Mediterranean-style diets are similar, but allow for alcohol consumption and don’t address saturated fats, so although it ranked highly, it did not top the list.

“It’s agnostic about saturated fat and as much as the AHA has praised the diet for its unsaturated fat, olive oil, avocados, nuts and seeds, [the AHA] is still very compelled by the evidence that saturated fat, especially for heart disease, is really bad for LDL cholesterol,” Gardner said.

A range of low-fat and low-carb diets made up the middle of the ranking, while the paleo, very low-carb, and ketogenic diets were at the bottom of the list for their restrictions on fruit and whole grain along with high levels of saturated fat.

“Certainly, the AHA is opposed to sodium for high blood pressure and sodium is an important part of a ketogenic diet,” Gardner said. “Keto in particular really missed the mark on the majority of the data points and paleo missed the second-highest amount.”

While assessing the various dietary patterns available might seem overwhelming, it isn’t necessary to strictly follow one diet.

Gardner says there are a number of things that heart-healthy diets all tend to have in common.

“Eating whole foods, non-starchy vegetables, and cutting back on your refined grain and sugar are all important. The thing I think is actually so striking about the average diet is how many calories come from fine grains and added sugar, so that’s a huge opportunity for change,” he said.

It’s also important to recognize the difference between adopting a new dietary pattern that can be maintained versus going on a crash diet for a few weeks or a few months.

Change can happen, but asking your body to do too many things in too short a period of time — which generally happens with crash diets — can be a recipe for eventual failure, according to experts.

“We know from research around behavior changes that people are more successful when working on two to four changes at a time,” said Molly Rapozo, a nutritionist, registered dietitian and senior nutrition and health educator at Pacific Neuroscience Institute in Santa Monica, California.

“Changing your meal plan to something dramatically different results in much more than just a handful of changes, which may result in burnout and discouragement,” Rapozo told Medical News Today. “Taking small, obtainable steps toward the goal of a balanced diet can be enjoyable and sustainable.”

To that end, Rapozo says, it’s worth looking at what you’re currently eating to figure out what you’re already doing well.

“First, I like to get a good idea of what my clients are currently eating.

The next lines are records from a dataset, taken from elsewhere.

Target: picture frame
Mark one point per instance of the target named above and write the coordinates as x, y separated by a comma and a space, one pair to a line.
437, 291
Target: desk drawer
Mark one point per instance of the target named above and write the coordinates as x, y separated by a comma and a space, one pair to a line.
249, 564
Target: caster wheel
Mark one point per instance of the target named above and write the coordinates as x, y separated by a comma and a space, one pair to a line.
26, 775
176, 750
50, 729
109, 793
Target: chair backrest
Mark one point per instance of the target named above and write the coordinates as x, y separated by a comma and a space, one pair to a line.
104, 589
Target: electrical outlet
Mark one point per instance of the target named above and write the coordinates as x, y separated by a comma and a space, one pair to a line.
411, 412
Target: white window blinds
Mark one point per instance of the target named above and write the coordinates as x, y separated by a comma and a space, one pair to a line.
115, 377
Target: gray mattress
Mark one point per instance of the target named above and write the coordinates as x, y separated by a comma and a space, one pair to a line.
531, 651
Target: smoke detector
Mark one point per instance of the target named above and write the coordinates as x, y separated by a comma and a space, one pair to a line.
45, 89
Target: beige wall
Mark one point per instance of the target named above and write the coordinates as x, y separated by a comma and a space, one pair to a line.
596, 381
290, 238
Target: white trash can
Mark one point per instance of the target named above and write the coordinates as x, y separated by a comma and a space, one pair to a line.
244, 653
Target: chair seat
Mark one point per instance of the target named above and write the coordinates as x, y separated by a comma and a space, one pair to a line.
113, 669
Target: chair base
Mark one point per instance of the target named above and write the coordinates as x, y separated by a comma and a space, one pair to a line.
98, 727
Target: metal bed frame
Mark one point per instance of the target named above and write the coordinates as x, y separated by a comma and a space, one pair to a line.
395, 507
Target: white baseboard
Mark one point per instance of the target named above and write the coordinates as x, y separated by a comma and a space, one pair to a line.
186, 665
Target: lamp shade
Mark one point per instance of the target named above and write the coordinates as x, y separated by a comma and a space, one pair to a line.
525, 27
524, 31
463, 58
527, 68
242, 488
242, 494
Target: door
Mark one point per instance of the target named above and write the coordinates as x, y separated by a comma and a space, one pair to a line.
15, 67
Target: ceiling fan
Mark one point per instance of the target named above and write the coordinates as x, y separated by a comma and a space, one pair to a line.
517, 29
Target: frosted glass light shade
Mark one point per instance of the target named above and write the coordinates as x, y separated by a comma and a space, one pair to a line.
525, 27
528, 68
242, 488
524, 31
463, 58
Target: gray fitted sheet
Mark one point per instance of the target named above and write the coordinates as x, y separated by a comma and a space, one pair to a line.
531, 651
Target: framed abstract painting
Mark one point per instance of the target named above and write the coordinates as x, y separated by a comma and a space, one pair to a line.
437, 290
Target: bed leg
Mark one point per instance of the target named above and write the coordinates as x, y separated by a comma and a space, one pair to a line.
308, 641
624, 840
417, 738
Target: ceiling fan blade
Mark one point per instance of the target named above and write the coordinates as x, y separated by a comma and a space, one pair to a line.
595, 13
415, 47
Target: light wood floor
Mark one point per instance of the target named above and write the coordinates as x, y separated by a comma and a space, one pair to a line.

I often find they are already making healthful choices to celebrate and build on,” she said. “With that baseline information, I seek opportunities to make supportive shifts which can be anything from experimenting with a new food to ordering prepared meals.”

Julianna Coughlin, a nutritionist and registered dietician based in Massachusetts, told Medical News Today that changing eating patterns is akin to changing the body’s default settings.

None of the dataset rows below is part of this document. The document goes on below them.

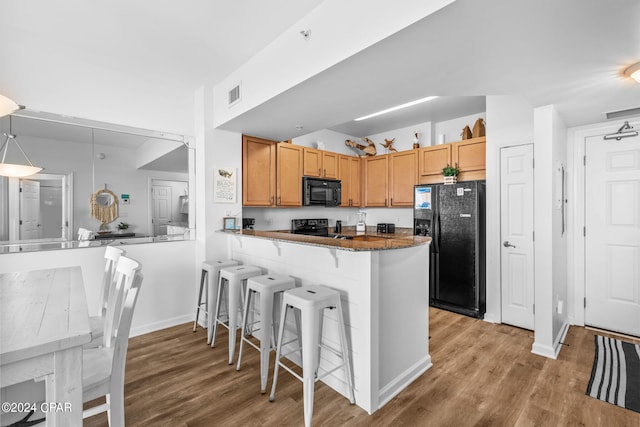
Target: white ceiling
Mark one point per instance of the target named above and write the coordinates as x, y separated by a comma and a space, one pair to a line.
568, 53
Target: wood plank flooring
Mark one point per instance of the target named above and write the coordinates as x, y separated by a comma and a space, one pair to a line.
482, 375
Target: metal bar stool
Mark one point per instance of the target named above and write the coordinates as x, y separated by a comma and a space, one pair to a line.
209, 276
233, 278
268, 286
312, 301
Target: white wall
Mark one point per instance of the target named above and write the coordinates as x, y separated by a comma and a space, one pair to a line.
452, 129
509, 123
404, 137
332, 140
550, 244
338, 30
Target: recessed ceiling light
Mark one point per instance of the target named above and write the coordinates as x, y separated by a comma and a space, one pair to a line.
633, 72
397, 107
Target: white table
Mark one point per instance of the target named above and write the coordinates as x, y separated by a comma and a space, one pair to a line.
44, 322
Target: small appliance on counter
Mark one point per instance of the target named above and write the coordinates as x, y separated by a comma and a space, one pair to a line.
361, 225
386, 227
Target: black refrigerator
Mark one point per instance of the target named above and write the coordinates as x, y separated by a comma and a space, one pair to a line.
454, 217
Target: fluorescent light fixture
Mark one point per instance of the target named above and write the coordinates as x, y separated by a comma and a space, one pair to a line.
7, 106
397, 107
633, 72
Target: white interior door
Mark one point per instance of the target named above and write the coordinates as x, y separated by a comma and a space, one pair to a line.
29, 209
516, 231
612, 239
161, 201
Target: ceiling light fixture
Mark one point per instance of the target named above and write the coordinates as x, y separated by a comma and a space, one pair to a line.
13, 169
397, 107
7, 106
633, 72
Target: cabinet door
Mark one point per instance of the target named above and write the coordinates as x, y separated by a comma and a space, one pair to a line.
258, 171
344, 167
376, 177
431, 162
355, 176
289, 182
470, 155
312, 162
329, 165
403, 175
349, 174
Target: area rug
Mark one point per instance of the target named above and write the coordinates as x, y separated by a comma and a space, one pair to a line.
615, 377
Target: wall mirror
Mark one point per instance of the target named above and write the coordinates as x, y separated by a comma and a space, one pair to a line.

“By this I mean we need to think about the things that you do every day that affect your health day after day after day and see how we can change those to affect your health in the long term,” she explained. “Essentially that is prioritizing lifestyle changes over quick craft, diets, and things like that.”

“I like to say that one step in the right direction is one step in the right direction, no matter how small, so take everything one step at a time,” she added.